There you are, writing your story, deep in the minutiae of your characters’ lives, living it along with them. You know their points of view, their weaknesses, their strengths. You’re able to explain quite a lot about the world they live in, through their actions and their words. But it’s very hard to give any real perspective on this imaginary universe, without being restricted by what your characters know or are able to explain directly.
That’s where, in a film, they use that lovely cinematographic trick of pulling back the camera, back, still further back, until the people vanish into the distance and you can see the full, panoramic sweep of their environment. All of a sudden, their small, petty stories become part of a much larger perspective, even though at the same time their importance diminishes. The onlooker might even glimpse, in the corners of the picture, some suggestion of what is coming up: storms looming on the horizon, vast obstacles that await the travellers on their journey, of which they themselves are not yet aware.

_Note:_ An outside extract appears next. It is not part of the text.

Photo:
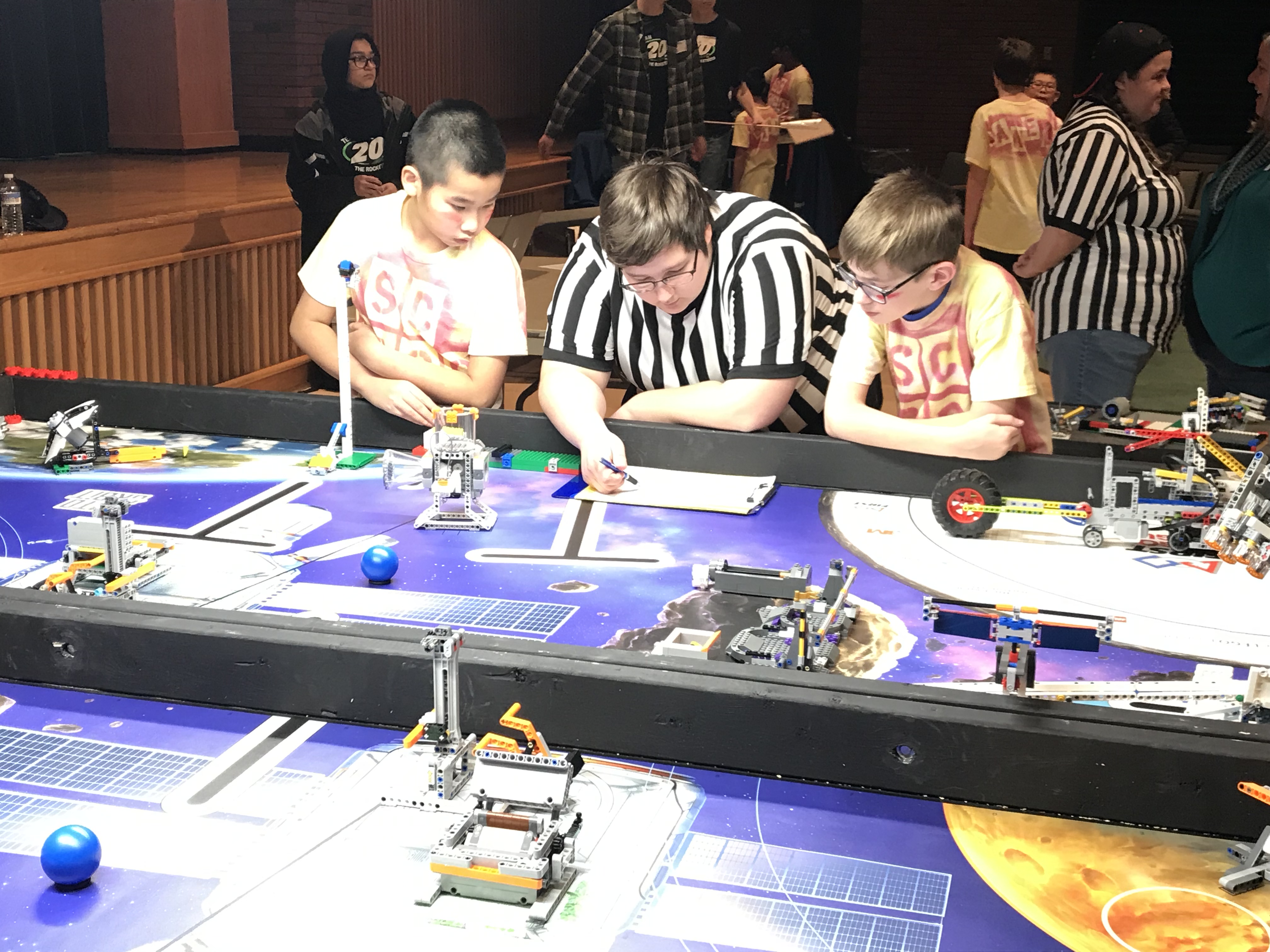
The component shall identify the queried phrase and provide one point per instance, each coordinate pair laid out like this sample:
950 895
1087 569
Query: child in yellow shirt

So, how do you approach this as an author? It seems to me that there are two main ways in which writers do it. One is the Jane Austen style, Dear Reader, approach, where the writer addresses the reader directly from the page, bypassing the book’s characters altogether. The other is the God Perspective.
Here’s a bit: “…far below the tiny figure of a girl laboured up the mountain-slope, bent double under its load. It skirted a vast expanse of white, trudged slowly across the gravel slope of the saddle, and made its way down the far side of the pass to the tree-line. For a moment a white face paused, turned up to the sky, then the figure shrugged its load more securely onto its shoulders and was gone, vanished into the trackless maze of the ranges…”

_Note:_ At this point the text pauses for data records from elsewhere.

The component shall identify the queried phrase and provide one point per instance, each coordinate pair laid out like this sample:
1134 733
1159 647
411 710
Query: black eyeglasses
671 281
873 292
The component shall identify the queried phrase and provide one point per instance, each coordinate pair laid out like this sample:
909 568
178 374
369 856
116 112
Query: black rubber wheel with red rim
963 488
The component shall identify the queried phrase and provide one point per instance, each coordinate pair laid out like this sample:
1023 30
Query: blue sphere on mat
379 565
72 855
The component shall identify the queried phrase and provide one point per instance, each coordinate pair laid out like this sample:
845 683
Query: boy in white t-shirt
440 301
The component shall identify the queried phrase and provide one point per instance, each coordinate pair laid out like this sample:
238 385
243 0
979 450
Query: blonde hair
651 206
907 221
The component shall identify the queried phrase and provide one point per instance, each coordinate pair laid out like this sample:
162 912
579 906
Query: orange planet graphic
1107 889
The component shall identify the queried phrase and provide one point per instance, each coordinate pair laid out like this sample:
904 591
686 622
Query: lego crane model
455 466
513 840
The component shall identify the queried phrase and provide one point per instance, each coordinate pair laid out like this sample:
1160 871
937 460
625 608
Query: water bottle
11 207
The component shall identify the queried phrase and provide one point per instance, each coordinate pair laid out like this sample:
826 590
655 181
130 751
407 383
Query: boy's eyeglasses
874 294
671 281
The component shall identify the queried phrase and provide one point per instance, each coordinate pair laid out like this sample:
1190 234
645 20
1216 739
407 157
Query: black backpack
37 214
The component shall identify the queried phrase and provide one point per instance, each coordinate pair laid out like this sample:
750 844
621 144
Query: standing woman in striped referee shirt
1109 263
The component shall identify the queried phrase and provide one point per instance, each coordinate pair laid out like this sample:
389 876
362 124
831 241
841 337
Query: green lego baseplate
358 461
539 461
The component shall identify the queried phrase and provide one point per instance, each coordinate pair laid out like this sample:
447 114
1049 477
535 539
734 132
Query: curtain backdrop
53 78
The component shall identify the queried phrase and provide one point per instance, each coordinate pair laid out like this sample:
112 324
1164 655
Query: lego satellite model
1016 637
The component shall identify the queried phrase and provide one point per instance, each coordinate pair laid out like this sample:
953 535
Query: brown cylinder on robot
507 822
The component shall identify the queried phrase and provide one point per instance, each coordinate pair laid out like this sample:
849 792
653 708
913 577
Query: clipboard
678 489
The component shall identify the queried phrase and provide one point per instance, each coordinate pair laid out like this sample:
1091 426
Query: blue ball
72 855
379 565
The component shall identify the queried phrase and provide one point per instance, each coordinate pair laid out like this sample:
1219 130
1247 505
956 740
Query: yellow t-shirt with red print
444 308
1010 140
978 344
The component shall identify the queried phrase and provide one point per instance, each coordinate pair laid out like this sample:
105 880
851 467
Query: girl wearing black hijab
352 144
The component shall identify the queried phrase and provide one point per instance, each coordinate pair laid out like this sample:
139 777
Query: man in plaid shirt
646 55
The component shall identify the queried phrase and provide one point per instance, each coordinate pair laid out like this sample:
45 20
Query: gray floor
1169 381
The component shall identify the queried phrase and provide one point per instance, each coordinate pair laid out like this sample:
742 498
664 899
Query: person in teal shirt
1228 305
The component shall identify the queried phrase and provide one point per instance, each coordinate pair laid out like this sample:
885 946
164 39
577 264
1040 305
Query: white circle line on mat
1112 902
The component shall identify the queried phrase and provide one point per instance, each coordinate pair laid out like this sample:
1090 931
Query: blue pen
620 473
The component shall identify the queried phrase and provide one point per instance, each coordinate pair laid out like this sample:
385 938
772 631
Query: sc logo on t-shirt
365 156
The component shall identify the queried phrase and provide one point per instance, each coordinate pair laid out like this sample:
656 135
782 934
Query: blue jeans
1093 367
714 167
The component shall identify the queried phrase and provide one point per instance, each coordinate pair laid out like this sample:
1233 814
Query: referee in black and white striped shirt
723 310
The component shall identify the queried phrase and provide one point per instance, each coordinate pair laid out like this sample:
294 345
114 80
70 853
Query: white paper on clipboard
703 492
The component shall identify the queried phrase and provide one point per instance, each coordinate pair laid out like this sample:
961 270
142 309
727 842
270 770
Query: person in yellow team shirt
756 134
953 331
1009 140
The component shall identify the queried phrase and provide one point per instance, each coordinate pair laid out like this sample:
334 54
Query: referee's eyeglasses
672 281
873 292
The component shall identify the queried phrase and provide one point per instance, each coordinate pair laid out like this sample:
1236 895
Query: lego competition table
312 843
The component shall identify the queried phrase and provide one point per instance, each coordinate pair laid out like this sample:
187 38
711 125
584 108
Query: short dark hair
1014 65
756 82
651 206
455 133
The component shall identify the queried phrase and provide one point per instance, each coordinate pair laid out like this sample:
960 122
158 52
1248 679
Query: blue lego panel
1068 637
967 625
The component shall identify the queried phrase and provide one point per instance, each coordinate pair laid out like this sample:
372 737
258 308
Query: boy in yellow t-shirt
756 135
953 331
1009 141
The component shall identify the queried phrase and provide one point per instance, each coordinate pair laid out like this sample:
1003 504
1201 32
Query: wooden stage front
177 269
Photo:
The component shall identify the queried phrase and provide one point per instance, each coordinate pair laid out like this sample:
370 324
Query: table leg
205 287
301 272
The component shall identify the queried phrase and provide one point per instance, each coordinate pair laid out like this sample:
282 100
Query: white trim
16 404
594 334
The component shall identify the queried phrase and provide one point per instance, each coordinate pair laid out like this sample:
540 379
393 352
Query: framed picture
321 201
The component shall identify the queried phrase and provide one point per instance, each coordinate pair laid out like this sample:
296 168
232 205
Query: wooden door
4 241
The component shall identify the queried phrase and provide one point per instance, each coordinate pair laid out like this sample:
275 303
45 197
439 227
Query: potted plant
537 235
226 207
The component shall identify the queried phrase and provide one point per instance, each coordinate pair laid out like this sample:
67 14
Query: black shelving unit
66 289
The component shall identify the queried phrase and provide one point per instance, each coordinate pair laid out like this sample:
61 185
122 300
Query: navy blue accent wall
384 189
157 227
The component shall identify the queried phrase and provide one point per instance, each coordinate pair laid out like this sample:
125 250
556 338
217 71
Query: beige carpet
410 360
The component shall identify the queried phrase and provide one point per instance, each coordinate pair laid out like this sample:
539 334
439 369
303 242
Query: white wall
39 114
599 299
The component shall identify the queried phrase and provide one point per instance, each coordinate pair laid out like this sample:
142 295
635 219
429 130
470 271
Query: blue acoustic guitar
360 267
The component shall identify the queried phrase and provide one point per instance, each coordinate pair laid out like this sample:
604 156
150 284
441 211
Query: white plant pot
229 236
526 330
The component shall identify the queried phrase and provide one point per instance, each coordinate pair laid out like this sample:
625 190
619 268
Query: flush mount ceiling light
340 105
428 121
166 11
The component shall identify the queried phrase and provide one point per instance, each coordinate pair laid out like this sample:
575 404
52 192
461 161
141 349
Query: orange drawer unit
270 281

Whose viewpoint are we using? Who on earth has the ability to step right back from the characters in this way, and view them dispassionately as objects on a stage? Only the author, right? Writers’ manuals warn against using the god perspective – we shouldn’t be able to tell our readers stuff our characters wouldn’t know. So how do you get away with it? One way, at least the way in which I’m hoping to get away with it, is through the use of magic. If it’s plausible in your imaginary world for a distant character (one whom we, the reader, may not even have met yet) to see through the eyes of another, for instance an eagle, soaring over the mountain pass below – then we can see what the eagle sees. God perspective with a coherent explanation.
I’m liking this idea. It solves a major problem I was having with my work-in-progress. Is it a good enough excuse for using godlike perspective? Maybe. I’d be interesting to hear what you (dear Reader) think about it.